On Monday, the US Embassy in Turkey warned about possible terrorist attacks in the center of Istanbul after recent cases of Quran desecration in Europe. The Consulate General of the Netherlands in Istanbul switched to working online due to a potential terrorist threat. On Wednesday, the consulates of the United Kingdom and Germany in the Turkish city followed suit and stopped receiving visitors.
"The US and the West do not want us to be independent and free in this region. Just as we set the goal of attracting 60 million tourists, they have started a new psychological war against Turkey," Soylu said.

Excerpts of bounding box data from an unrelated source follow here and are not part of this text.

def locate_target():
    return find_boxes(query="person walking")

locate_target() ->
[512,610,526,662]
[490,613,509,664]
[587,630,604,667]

The minister added that Turkey's fight against terrorism was not over yet, though this issue was "no longer top on the agenda."
"We know who feeds terrorist organizations. It is the US that feeds the PKK [the Kurdistan Workers' Party, banned in Turkey]. The US and the West that have been providing money, logistics, human resources to them have not abandoned the dream of creating a terrorist country," Soylu stated.

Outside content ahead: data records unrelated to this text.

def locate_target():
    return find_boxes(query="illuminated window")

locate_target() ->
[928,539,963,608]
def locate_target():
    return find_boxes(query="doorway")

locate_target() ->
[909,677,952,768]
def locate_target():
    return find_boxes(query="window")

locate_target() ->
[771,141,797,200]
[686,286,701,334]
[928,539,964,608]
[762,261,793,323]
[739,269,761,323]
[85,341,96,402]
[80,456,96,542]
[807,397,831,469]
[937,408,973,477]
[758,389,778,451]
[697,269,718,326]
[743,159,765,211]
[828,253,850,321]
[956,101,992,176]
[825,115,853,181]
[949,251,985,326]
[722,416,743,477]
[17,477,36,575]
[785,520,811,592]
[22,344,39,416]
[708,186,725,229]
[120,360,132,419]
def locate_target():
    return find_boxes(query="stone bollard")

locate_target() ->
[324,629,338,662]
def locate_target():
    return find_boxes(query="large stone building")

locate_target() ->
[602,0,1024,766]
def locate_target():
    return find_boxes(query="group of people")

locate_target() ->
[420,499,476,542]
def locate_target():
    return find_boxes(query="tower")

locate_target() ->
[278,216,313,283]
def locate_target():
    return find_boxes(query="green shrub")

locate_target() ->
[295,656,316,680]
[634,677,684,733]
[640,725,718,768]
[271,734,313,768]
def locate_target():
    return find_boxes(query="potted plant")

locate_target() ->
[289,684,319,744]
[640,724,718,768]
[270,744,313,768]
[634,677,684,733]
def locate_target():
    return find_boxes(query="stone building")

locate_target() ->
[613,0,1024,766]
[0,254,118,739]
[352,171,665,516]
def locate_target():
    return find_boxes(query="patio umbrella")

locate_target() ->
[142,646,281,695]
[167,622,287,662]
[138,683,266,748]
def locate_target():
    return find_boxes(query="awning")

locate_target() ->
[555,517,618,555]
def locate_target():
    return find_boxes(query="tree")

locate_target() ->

Earlier in January, Rasmus Paludan, the leader of the far-right Danish political party Stram Kurs, burned copies of the Quran in Sweden and Denmark in a protest against the Turkish leadership. A similar protest was carried out by far-right Dutch politician and leader of the Islamophobic group Pegida Edwin Wagensveld in the Netherlands, when he tore out pages from a copy of the Muslim holy book and burned them in front of the parliamentary building in The Hague.